On May 18, four suspected cadres of the Jama''atul Mujahideen Bangladesh (JMB), arrested
earlier on May 17 night, were sent to jail by a court in Kushtia, reports Daily Star.  

Meanwhile, JMB’s explosives expert ''Boma'' Mizan told his interrogators that
the outfit had close links with Rohingya Solidarity Organisation (RSO),
an insurgent group in the Arakan state of Myanmar. Rapid Action Battalion
(RAB) interrogators told Daily Star that Mizan and some other JMB operatives
received training from RSO arms experts in a camp near Myanmar border in
2002. In exchange for the firearms lessons, JMB trained Rohingyas to
manufacture improvised explosive devices (IEDs).
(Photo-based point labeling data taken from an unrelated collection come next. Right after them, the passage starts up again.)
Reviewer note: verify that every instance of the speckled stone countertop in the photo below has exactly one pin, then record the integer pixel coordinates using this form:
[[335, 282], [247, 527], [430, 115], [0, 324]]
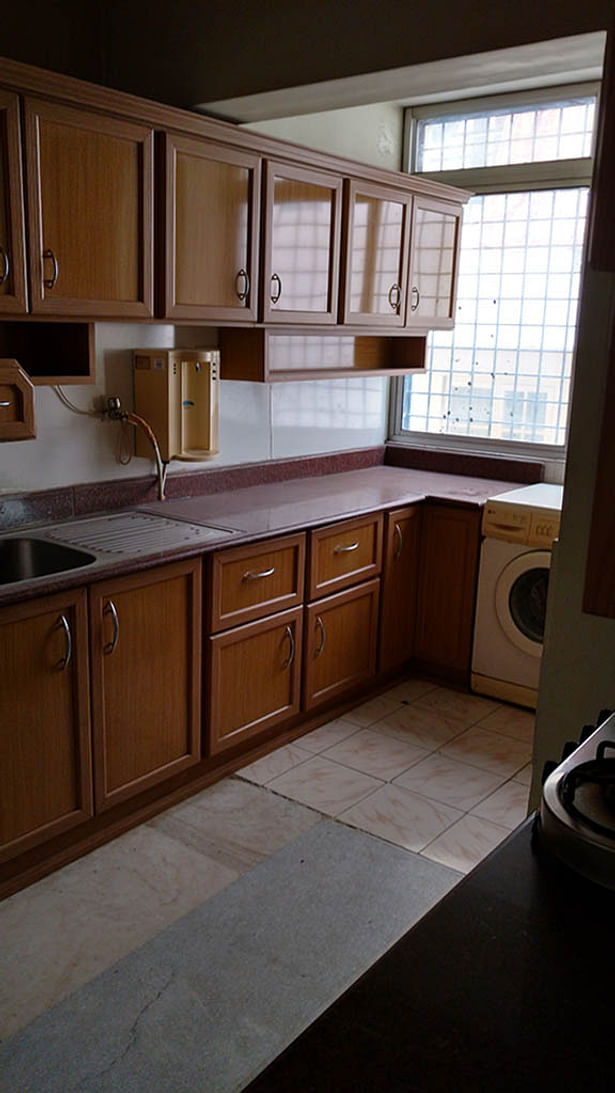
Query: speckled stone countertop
[[273, 508]]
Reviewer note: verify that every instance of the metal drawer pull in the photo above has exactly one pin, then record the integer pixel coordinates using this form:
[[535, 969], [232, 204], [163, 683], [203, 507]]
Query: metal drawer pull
[[395, 296], [320, 625], [243, 293], [110, 609], [291, 657], [63, 663], [50, 281], [345, 550], [7, 266]]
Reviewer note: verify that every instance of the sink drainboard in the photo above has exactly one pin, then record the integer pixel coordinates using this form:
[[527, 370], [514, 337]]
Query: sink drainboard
[[134, 533]]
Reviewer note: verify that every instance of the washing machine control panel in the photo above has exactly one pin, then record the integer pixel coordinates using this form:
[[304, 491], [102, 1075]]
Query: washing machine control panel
[[520, 525]]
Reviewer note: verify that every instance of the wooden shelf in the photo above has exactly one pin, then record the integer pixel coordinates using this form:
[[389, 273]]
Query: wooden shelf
[[50, 352], [265, 355]]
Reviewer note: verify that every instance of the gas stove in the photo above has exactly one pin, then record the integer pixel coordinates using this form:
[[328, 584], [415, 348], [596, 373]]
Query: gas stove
[[577, 814]]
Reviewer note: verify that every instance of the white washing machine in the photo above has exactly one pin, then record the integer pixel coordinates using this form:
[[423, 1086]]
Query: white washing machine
[[519, 529]]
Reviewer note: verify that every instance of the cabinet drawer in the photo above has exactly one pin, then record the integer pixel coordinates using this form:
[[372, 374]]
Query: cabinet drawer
[[253, 679], [251, 582], [344, 553]]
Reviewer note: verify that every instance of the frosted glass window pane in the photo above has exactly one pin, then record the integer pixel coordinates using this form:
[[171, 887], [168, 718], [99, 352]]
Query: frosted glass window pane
[[504, 371]]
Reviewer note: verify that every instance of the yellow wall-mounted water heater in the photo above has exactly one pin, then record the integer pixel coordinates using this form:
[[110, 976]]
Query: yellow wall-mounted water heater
[[176, 390]]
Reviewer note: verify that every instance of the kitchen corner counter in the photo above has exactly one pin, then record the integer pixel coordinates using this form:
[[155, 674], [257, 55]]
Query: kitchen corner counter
[[258, 512], [505, 986]]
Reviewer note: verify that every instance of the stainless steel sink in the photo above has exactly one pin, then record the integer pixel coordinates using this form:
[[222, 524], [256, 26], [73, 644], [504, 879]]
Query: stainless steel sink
[[24, 557]]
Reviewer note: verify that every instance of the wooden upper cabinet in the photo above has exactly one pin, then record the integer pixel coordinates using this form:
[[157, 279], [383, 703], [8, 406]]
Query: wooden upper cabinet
[[376, 255], [12, 237], [303, 218], [145, 647], [90, 190], [434, 254], [212, 197], [45, 752]]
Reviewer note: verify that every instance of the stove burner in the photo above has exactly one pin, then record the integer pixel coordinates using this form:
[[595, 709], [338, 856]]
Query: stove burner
[[588, 792]]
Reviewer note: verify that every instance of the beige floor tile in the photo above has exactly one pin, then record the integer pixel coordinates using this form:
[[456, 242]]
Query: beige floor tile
[[445, 779], [420, 727], [465, 708], [323, 785], [511, 721], [507, 807], [376, 754], [491, 751], [283, 759], [400, 817], [327, 736], [524, 775], [410, 690], [236, 823], [62, 931], [373, 710], [465, 843]]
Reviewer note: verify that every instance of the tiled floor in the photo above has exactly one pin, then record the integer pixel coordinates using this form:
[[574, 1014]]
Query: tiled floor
[[436, 771]]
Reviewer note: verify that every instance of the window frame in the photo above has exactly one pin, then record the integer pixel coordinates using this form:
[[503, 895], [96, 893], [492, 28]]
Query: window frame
[[545, 174]]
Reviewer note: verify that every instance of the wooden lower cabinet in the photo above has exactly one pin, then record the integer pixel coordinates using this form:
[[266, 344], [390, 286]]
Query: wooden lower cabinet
[[399, 587], [145, 653], [253, 679], [448, 565], [45, 754], [341, 643]]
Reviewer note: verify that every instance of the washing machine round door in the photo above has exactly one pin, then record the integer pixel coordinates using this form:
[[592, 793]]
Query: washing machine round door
[[521, 591]]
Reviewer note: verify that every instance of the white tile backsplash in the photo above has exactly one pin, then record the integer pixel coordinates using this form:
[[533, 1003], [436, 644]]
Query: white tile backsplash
[[257, 421]]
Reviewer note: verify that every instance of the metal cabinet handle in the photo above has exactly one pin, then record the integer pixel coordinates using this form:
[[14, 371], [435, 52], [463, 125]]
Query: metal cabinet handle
[[345, 550], [291, 657], [399, 537], [395, 296], [320, 625], [64, 661], [50, 282], [6, 265], [110, 609], [243, 293]]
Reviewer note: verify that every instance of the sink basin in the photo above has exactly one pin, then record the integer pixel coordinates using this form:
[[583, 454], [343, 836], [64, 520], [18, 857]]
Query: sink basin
[[24, 557]]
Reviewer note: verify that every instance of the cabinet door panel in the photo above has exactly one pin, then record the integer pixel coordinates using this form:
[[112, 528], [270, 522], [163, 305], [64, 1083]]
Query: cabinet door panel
[[44, 721], [253, 679], [376, 255], [302, 254], [90, 197], [400, 580], [434, 259], [341, 638], [447, 590], [212, 219], [145, 670], [12, 238]]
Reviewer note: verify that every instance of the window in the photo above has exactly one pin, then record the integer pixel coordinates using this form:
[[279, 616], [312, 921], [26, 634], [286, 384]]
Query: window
[[501, 377]]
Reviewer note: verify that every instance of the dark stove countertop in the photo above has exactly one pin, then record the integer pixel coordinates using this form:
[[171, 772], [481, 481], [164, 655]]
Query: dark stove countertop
[[506, 986]]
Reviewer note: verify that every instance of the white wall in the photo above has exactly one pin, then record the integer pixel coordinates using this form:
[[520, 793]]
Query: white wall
[[578, 671], [257, 421], [368, 133]]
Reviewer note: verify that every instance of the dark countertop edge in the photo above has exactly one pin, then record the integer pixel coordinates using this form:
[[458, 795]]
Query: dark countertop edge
[[22, 591]]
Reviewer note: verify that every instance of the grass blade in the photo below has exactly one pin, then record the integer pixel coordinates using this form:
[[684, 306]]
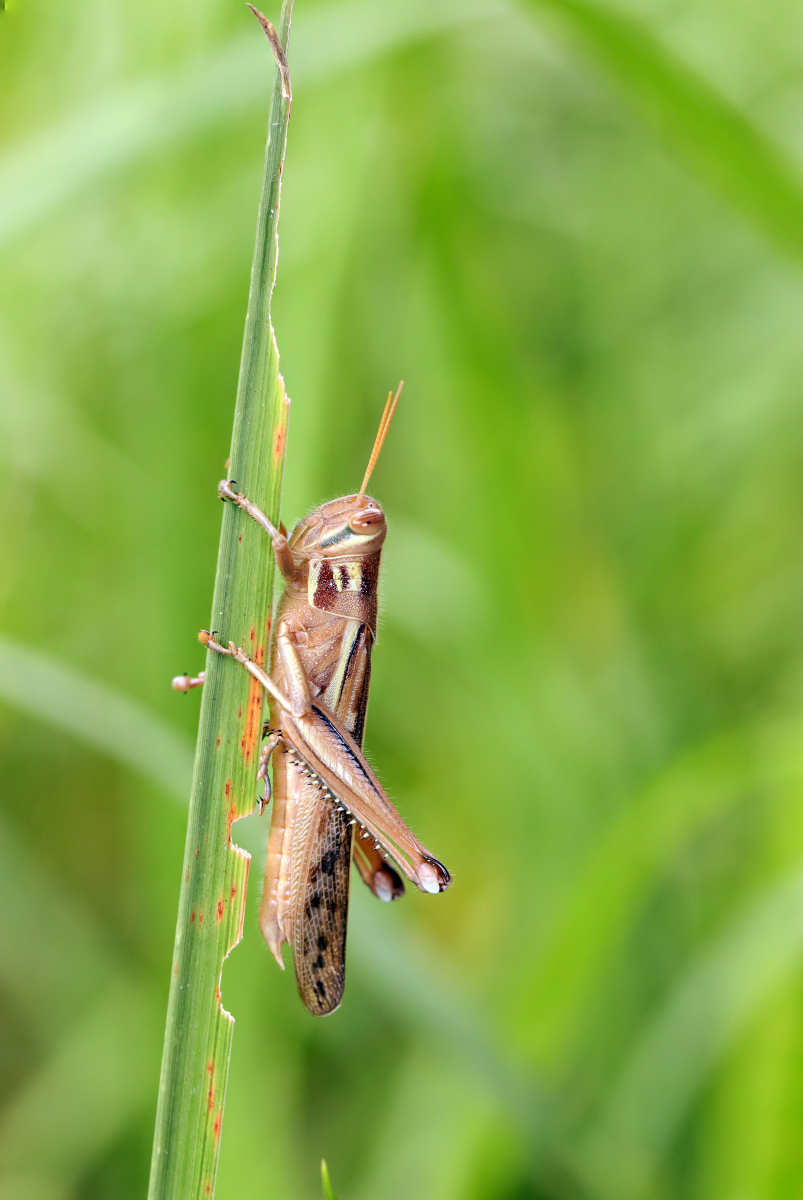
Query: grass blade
[[328, 1194], [211, 906]]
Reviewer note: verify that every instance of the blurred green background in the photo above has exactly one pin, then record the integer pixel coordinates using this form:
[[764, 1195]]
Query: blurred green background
[[576, 232]]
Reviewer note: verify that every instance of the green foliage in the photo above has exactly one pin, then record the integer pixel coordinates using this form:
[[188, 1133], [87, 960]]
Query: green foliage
[[574, 232], [215, 875], [328, 1194]]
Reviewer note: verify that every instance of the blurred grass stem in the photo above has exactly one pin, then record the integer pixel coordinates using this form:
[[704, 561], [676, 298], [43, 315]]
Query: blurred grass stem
[[211, 905]]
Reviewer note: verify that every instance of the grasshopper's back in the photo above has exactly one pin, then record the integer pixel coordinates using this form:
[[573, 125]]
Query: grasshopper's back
[[330, 610]]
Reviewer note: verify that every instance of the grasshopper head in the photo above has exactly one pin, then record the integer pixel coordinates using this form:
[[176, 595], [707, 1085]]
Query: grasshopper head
[[349, 527], [353, 526]]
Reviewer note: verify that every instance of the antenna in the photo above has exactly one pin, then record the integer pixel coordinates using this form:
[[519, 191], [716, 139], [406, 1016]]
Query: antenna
[[384, 425]]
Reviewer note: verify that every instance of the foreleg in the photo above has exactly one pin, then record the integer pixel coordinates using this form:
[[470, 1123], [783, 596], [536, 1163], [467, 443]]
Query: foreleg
[[285, 561]]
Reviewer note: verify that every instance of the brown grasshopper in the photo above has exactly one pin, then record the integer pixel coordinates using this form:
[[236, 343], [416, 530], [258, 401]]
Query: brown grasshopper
[[324, 791]]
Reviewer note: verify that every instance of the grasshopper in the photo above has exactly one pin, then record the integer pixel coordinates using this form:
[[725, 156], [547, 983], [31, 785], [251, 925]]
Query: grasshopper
[[328, 805]]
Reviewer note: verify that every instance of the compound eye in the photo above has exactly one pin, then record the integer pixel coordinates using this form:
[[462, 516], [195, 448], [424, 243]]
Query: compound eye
[[366, 521]]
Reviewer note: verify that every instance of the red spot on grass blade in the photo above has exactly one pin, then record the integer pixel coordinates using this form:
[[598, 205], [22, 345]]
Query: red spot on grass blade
[[252, 731], [279, 443]]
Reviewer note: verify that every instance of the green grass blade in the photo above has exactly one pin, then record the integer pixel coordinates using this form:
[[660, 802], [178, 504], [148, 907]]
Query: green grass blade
[[328, 1194], [211, 905]]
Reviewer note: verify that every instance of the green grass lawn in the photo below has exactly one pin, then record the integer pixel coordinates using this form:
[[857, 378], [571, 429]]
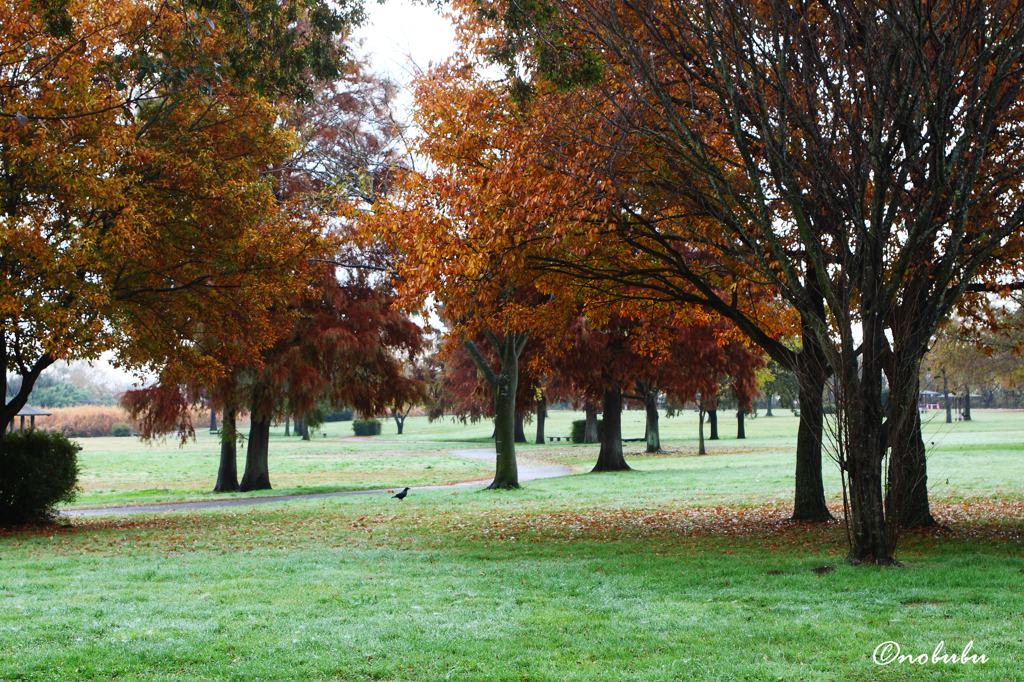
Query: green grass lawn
[[684, 568]]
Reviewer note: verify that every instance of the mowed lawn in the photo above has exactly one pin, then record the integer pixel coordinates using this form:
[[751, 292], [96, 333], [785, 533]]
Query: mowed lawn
[[684, 568]]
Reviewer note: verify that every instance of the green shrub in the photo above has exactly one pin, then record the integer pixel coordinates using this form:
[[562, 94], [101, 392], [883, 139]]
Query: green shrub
[[367, 427], [580, 430], [37, 472]]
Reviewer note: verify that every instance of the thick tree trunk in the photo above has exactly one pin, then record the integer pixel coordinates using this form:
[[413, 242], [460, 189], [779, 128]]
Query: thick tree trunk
[[504, 386], [399, 419], [700, 446], [257, 474], [610, 456], [520, 432], [506, 470], [590, 430], [945, 396], [542, 414], [227, 473], [809, 498], [907, 499], [866, 426], [652, 433]]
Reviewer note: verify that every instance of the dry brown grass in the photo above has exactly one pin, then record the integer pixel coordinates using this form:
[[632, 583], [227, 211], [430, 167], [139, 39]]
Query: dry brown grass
[[84, 421]]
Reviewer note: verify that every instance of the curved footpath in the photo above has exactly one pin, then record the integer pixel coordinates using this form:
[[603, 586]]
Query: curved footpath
[[527, 471]]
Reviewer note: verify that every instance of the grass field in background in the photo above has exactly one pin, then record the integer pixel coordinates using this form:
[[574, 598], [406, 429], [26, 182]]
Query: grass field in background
[[123, 471], [684, 568]]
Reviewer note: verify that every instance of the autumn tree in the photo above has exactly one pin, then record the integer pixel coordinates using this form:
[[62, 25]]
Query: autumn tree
[[860, 160], [136, 218]]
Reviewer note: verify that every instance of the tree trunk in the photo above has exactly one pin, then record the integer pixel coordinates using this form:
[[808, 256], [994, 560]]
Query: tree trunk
[[227, 474], [399, 419], [809, 497], [542, 414], [520, 432], [590, 430], [257, 475], [610, 456], [700, 415], [504, 386], [867, 427], [907, 499], [945, 395], [652, 434]]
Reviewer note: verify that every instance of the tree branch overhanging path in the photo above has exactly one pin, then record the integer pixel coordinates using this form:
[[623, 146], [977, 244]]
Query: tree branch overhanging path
[[862, 161]]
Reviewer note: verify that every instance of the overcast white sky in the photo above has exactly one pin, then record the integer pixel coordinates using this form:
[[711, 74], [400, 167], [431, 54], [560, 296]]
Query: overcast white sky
[[403, 37]]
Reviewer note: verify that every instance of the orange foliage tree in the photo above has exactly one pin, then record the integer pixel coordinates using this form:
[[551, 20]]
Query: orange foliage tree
[[862, 160], [136, 216]]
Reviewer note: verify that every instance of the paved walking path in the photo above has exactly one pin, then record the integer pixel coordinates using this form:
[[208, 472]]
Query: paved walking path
[[527, 471]]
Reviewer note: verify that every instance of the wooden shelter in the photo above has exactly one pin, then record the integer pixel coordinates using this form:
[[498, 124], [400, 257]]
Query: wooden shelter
[[31, 413]]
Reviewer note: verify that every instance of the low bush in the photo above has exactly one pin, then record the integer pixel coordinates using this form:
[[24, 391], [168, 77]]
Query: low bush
[[580, 430], [367, 427], [37, 472], [121, 430]]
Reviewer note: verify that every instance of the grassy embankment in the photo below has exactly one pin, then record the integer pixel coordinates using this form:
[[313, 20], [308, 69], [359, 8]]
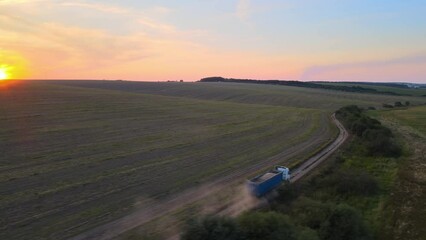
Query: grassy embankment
[[405, 216], [421, 92]]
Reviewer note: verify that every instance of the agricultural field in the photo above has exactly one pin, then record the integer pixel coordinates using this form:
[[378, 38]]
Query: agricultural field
[[77, 154]]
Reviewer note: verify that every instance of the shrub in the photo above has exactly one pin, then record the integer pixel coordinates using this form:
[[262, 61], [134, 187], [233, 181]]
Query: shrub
[[310, 213], [344, 222], [266, 226], [211, 228]]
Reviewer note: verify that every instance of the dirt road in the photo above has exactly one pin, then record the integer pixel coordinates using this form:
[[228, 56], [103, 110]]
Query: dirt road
[[312, 162], [148, 213]]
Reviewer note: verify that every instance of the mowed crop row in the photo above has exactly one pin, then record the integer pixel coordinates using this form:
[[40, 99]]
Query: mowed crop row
[[276, 95], [72, 158]]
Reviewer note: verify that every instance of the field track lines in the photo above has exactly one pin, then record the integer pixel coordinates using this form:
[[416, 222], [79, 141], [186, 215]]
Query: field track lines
[[155, 210]]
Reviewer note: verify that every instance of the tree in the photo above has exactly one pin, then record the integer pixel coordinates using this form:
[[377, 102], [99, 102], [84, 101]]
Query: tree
[[398, 104], [211, 228], [344, 223], [266, 226]]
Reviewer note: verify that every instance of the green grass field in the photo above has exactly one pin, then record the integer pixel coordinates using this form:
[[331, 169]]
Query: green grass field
[[77, 154]]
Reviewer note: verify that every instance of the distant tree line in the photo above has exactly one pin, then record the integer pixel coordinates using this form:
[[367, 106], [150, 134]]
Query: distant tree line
[[376, 138], [397, 104], [294, 83]]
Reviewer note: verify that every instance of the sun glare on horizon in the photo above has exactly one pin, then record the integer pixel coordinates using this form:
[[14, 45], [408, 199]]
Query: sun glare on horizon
[[3, 74]]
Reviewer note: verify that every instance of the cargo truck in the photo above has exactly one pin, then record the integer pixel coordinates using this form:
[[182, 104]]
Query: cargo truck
[[262, 184]]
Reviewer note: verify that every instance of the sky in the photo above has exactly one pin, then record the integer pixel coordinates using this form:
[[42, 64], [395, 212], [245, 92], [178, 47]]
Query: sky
[[330, 40]]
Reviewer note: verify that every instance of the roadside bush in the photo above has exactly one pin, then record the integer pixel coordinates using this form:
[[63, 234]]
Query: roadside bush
[[266, 226], [288, 193], [211, 228], [310, 213], [346, 223], [353, 182], [377, 139]]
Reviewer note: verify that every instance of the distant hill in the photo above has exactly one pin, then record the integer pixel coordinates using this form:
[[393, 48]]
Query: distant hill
[[318, 85]]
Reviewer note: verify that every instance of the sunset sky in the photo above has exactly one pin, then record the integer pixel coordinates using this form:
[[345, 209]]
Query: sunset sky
[[360, 40]]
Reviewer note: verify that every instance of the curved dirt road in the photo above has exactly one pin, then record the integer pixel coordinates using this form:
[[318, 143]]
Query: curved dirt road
[[312, 162], [147, 214]]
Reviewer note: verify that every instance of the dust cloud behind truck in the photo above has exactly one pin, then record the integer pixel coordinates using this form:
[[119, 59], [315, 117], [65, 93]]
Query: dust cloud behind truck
[[262, 184]]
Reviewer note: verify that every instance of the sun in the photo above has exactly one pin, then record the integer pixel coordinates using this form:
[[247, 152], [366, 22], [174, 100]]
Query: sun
[[3, 74]]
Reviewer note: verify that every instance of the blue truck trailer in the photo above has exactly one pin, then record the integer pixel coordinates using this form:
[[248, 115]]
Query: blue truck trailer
[[262, 184]]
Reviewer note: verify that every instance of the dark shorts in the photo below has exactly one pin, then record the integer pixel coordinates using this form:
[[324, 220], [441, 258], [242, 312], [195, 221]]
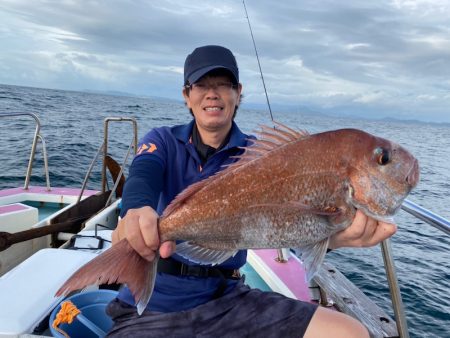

Mizan also told that
the Harkat-ul Jihad-al Islami Bangladesh (HuJI-B) too had strong linkages
with the RSO.


India  12/19/2011  31 Myanmerese Citizens arrested in Tripura


Zee News reports that Police on December 16 arrested 31 Myanmarese Nationals from
Bokafa in South Tripura District. Among the arrested were nine children and seven women.
Sub-Divisional Police Officier Amitava Paul told reporters, "All the 31 Myanmarese
nationals were arrested by the police at Bokafa, 90 km from Agartala,
late Friday night, They told the interrogators that they are planning to leave
for elsewhere in India via Guwahati in search of jobs.” "All the foreign nationals
are Rohingya Muslims who entered Tripura illegally through Sabroom border
from Chittagong Hill Tracts (CHT) of southeast Bangladesh”.


India  3/9/2012  12 Myanmarese citizen arrested in Tripura

The Assam Tribune reports that Police arrested 12 Myanmarese Citizen at Mungiakami
in West Tripura District on March 7. The arrested foreign national are Rohingya
Muslims and were on their way to Silchar in Assam.